Les dossiers d'administration générale et de comptabilité permettent de suivre le fonctionnement de l'établisse­ment, via les diverses commissions qui président à sa destinée, l'assemblée des professeurs, le conseil d'adminis­tration en particulier, de façon plus suivie pour le XIXe que pour le XXe  s.
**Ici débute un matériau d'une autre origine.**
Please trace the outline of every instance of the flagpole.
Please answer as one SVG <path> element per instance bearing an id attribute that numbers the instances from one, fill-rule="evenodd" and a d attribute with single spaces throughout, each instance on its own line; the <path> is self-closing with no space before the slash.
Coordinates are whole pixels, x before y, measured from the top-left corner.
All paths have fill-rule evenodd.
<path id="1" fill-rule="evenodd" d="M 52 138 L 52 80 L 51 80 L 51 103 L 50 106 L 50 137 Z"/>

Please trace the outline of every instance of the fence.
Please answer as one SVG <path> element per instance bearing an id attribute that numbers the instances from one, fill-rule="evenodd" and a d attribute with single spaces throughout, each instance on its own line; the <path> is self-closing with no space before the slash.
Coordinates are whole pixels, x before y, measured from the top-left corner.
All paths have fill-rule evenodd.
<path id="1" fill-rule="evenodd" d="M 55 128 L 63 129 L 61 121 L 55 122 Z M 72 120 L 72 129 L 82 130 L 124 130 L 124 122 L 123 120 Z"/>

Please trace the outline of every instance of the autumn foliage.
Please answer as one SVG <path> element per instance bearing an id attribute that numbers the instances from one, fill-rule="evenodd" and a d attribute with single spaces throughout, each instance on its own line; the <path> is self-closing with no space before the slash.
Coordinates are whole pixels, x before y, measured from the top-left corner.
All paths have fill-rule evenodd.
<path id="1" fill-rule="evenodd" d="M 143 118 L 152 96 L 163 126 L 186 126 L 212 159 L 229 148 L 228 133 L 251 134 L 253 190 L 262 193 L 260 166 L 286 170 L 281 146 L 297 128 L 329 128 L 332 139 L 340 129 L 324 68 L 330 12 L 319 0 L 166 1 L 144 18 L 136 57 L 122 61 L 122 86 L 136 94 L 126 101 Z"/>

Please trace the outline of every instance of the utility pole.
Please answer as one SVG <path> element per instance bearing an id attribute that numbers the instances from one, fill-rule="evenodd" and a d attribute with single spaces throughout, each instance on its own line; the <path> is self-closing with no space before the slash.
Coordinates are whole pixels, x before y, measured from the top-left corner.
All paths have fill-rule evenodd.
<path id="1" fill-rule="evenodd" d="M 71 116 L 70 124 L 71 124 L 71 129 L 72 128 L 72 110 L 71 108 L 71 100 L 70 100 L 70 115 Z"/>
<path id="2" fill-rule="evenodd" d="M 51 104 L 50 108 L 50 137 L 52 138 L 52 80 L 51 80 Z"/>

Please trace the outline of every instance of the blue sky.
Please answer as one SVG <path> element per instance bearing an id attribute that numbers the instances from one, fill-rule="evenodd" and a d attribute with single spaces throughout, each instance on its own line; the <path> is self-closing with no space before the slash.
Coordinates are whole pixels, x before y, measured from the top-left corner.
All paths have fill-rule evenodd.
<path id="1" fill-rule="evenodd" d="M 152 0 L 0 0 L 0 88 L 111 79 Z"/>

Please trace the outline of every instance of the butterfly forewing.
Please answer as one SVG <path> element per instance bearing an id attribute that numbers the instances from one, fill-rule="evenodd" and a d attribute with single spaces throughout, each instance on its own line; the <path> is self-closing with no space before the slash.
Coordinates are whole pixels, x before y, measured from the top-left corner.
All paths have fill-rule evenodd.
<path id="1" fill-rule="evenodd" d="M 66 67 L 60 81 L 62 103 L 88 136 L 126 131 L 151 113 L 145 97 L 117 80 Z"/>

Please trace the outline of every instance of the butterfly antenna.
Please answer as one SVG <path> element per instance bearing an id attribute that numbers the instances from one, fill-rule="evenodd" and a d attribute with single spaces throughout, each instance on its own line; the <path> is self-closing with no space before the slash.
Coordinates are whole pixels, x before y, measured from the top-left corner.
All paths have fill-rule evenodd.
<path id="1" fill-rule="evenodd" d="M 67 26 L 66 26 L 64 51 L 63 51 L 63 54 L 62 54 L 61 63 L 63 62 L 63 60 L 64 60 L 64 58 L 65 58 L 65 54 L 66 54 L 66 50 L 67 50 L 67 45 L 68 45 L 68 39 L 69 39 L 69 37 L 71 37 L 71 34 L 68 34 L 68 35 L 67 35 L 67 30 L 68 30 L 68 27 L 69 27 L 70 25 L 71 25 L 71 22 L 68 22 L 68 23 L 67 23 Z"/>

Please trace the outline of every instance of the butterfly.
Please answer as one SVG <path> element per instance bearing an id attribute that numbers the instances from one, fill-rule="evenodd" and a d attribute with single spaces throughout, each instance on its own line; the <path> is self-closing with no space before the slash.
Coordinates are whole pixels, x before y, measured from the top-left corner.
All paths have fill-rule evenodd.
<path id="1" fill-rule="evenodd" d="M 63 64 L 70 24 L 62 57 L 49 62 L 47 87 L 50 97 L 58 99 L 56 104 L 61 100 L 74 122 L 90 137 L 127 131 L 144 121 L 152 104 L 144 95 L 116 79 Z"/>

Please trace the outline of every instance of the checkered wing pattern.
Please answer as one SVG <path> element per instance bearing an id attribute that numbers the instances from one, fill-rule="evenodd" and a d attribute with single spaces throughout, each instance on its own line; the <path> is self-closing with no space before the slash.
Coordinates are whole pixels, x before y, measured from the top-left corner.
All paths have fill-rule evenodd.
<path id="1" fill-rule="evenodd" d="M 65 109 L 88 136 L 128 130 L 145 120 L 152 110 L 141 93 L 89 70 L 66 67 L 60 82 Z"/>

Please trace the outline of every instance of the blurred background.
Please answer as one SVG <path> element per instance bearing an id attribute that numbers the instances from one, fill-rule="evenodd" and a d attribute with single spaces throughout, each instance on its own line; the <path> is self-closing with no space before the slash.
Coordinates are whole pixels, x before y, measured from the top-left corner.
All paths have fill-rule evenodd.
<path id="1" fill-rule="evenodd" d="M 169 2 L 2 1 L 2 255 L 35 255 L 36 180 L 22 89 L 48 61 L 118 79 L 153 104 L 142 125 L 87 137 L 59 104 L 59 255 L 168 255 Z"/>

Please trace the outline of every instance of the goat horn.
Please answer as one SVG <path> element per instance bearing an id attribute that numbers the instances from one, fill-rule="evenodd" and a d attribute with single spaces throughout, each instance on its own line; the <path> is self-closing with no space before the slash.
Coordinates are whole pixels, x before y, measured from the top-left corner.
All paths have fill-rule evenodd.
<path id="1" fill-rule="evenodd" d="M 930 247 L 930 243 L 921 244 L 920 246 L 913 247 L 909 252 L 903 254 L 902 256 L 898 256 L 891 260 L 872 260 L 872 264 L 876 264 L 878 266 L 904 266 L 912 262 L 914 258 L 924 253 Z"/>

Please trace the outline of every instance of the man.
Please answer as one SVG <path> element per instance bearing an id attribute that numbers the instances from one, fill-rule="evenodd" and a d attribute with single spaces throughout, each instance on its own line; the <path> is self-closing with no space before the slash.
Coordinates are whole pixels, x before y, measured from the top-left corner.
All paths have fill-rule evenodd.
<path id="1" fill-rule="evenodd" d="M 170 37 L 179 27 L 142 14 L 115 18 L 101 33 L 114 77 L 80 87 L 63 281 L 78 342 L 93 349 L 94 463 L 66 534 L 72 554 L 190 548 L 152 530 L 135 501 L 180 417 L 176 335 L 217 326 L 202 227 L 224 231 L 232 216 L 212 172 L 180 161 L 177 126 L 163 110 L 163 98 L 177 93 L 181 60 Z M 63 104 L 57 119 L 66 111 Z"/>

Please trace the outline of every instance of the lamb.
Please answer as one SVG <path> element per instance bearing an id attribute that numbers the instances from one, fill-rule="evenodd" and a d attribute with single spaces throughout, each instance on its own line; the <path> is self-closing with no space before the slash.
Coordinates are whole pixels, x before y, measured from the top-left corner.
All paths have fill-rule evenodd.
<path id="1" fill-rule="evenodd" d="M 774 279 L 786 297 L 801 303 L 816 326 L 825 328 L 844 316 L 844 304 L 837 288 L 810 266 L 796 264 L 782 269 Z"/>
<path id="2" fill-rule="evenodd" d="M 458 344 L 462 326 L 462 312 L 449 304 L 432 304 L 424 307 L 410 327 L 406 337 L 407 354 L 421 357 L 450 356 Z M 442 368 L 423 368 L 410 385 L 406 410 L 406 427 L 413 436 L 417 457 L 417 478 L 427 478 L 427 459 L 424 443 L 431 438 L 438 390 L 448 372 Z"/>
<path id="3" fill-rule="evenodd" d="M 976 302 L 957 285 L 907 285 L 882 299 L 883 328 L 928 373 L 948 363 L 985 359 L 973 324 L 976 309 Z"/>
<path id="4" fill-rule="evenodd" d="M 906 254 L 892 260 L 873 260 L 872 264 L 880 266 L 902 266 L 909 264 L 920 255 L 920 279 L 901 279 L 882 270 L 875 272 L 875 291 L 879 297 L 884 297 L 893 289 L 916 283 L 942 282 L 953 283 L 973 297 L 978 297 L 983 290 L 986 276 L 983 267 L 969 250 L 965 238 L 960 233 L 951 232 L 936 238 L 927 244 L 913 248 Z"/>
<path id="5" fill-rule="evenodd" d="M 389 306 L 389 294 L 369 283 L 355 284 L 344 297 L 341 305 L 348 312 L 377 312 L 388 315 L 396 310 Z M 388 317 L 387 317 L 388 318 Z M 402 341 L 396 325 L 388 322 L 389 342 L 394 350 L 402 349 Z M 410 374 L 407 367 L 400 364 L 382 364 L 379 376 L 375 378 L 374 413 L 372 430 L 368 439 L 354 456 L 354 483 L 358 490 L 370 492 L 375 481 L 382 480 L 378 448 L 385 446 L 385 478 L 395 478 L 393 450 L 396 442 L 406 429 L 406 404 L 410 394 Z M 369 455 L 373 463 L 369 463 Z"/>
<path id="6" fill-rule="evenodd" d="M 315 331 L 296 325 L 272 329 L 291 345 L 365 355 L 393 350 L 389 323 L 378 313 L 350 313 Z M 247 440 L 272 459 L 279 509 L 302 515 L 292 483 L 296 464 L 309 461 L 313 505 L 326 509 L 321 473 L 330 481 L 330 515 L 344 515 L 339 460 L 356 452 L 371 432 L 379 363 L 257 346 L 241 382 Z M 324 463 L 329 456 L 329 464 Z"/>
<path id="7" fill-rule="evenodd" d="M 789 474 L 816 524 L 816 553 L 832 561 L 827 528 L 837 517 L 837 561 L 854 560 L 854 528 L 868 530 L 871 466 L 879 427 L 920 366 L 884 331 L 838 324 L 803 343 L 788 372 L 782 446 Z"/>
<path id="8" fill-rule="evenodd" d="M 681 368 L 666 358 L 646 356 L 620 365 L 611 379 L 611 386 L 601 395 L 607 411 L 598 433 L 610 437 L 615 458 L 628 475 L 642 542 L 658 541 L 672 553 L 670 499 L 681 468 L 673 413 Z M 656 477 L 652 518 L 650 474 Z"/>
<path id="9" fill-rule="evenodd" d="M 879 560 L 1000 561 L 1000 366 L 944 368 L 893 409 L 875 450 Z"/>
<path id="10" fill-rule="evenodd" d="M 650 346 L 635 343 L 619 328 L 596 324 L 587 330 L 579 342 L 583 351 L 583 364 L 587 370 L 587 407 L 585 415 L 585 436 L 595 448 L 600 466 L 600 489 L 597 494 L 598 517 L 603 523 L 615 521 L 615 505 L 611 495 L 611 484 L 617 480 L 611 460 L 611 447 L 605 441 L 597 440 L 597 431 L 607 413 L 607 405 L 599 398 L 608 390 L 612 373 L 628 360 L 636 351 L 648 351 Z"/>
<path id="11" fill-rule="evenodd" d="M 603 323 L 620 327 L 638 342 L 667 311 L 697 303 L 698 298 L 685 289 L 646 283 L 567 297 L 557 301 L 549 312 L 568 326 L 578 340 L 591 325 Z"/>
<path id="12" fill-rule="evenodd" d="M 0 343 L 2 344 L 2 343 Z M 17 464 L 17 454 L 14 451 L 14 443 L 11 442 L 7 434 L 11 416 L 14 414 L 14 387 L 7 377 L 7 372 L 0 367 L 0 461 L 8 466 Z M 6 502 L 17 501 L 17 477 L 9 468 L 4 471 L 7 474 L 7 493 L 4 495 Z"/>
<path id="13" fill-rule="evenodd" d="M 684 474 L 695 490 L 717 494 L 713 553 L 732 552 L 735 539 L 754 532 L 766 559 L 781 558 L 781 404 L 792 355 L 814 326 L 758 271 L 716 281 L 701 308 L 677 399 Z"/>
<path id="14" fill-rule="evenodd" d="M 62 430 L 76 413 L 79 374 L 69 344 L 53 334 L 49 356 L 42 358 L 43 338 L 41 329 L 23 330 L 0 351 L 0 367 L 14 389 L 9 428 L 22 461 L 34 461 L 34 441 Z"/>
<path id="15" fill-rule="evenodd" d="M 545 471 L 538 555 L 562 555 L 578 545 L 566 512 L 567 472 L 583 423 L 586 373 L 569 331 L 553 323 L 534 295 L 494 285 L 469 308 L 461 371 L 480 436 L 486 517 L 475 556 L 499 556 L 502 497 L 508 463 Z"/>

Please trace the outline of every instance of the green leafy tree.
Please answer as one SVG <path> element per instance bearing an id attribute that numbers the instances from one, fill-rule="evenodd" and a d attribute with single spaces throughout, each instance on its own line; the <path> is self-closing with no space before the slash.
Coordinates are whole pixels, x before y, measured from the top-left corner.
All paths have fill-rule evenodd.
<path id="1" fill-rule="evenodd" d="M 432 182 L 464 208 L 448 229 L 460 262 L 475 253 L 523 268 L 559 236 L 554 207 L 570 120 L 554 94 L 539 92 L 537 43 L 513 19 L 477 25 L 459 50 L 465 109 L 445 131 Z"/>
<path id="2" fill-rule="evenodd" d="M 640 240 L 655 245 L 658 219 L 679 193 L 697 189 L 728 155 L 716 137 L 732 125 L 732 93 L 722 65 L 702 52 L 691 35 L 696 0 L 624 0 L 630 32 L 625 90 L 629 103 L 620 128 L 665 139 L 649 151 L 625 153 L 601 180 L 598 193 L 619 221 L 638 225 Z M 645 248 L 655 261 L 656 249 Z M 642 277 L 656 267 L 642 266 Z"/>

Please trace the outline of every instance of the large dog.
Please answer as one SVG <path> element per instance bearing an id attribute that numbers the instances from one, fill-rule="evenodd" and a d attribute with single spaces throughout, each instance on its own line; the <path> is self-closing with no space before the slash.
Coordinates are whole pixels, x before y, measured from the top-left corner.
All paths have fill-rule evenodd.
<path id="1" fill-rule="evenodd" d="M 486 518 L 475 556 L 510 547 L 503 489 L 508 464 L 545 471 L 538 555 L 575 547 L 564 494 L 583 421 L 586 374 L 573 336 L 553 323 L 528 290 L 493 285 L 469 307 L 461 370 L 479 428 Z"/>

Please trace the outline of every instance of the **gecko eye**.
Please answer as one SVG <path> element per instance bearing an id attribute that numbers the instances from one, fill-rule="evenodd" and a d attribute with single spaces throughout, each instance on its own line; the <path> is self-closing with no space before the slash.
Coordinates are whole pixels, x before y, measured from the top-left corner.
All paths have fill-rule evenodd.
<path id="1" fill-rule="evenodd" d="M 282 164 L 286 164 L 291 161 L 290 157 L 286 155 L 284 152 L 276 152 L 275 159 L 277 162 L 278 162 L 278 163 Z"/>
Enfin, les bâtiments et les collections de l'ENSBA, bibliothèque surtout, musée des études dans une moindre mesure, sont concernés par de nombreux articles. Pour les locaux, il s'agit du suivi des travaux et agrandissements qui ponctuent l'évolution de l'institution ; pour les collections, des entrées (dons, legs et fondations), de leur constitution (moulages et autres copies), de leur inventaire et de leur communication (prêts, lecteurs, etc.) .

Pour plus d'informations, consulter l'état général ci-joint
AJ52_2007.pdf

Access conditions

Communicables selon les articles L.213-1 à 213-7 du Code du patrimoine et sous réserve des restrictions imposées par l'état matériel des documents.

Use conditions

Reproduction selon le règlement en vigueur aux Archives nationales.

Language of documents

Français

Additional sources

- Autres parties du même fonds :

Les archives de l'école versées postérieurement aux Archives nationales ont été cotées en cotation continue. Le ministère de tutelle de l'ENSBA est aujourd'hui le ministère de la Culture ; le plus souvent, les versements proviennent de la Délégation aux arts plastiques. Les documents concernés portent aussi bien sur la deuxième partie du XIX e s. que sur les parties les plus récentes du XX e   s.

- Archives d'autres producteurs en relation :

Archives nationales : Bien que l'école ait relevé, selon les périodes, de divers ministères (Intérieur, Ministère d'État, Maison du roi, Instruction publique puis Culture), les archives de tutelle se trouvent principalement conservées aux Archives nationales (Paris) dans les sous-séries, F/17 (Instruction publique) pour la période révolutionnaire, et F/21 (Beaux-Arts) pour les autres périodes. On note, cependant, que la sous-série F/4 (ministère de l'Intérieur - comptabilité) comporte également quelques articles concernant l'école. Pour les travaux aux bâtiments, il faut se reporter aussi à la sous-série F/13 (Bâtiments civils) et la partie « Bâtiments civils » de la sous-série F/21.

ENSBA : l'école elle-même conserve, dans son département des collections, des archives émanant de l'Acadé­mie royale de peinture et de sculpture jusqu'à sa disparition à la Révolution française, ainsi que les fonds iconographiques rassemblés à des fins pédagogiques ou produits par les élèves dans le cadre de leurs études.

Institut de France : Les archives de l'Académie des beaux-arts et de son ancêtre, l'Académie royale, sont conservées à l'Institut de France : elles sont directement complémentaires étant donné le rôle prépondérant joué par cette institution à la fois sur l'école et sur le concours du Grand prix de Rome, qui était le prolongement naturel des études.

Pour les mêmes raisons, les archives de l'Académie de France à Rome sont à consulter dans le cadre d'une étude sur l'ENSBA. Un inventaire est disponible en ligne sur le site de la Villa Médicis.

- Sources complémentaires sur le plan documentaire :

Se reporter, pour un relevé de cotes plus précis, au chapitre « sources complémentaires » situé à la fin de l'introduction de l'Inventaire des archives de l'École nationale supérieure des beaux-arts par Brigitte Labat-Poussin et Caroline Obert, Paris, 1998.

Bibliography

État des fonds des archives d'architectes XIXe-XX e s. , Paris, Direction des archives de France, 1996.

Les Beaux-Arts, de l'Académie aux Quatz'arts, anthologie historique et littéraire, Paris, ENSBA, 2001 (dont article général d'Annie Jacques, en préface, sur l'histoire de l'école).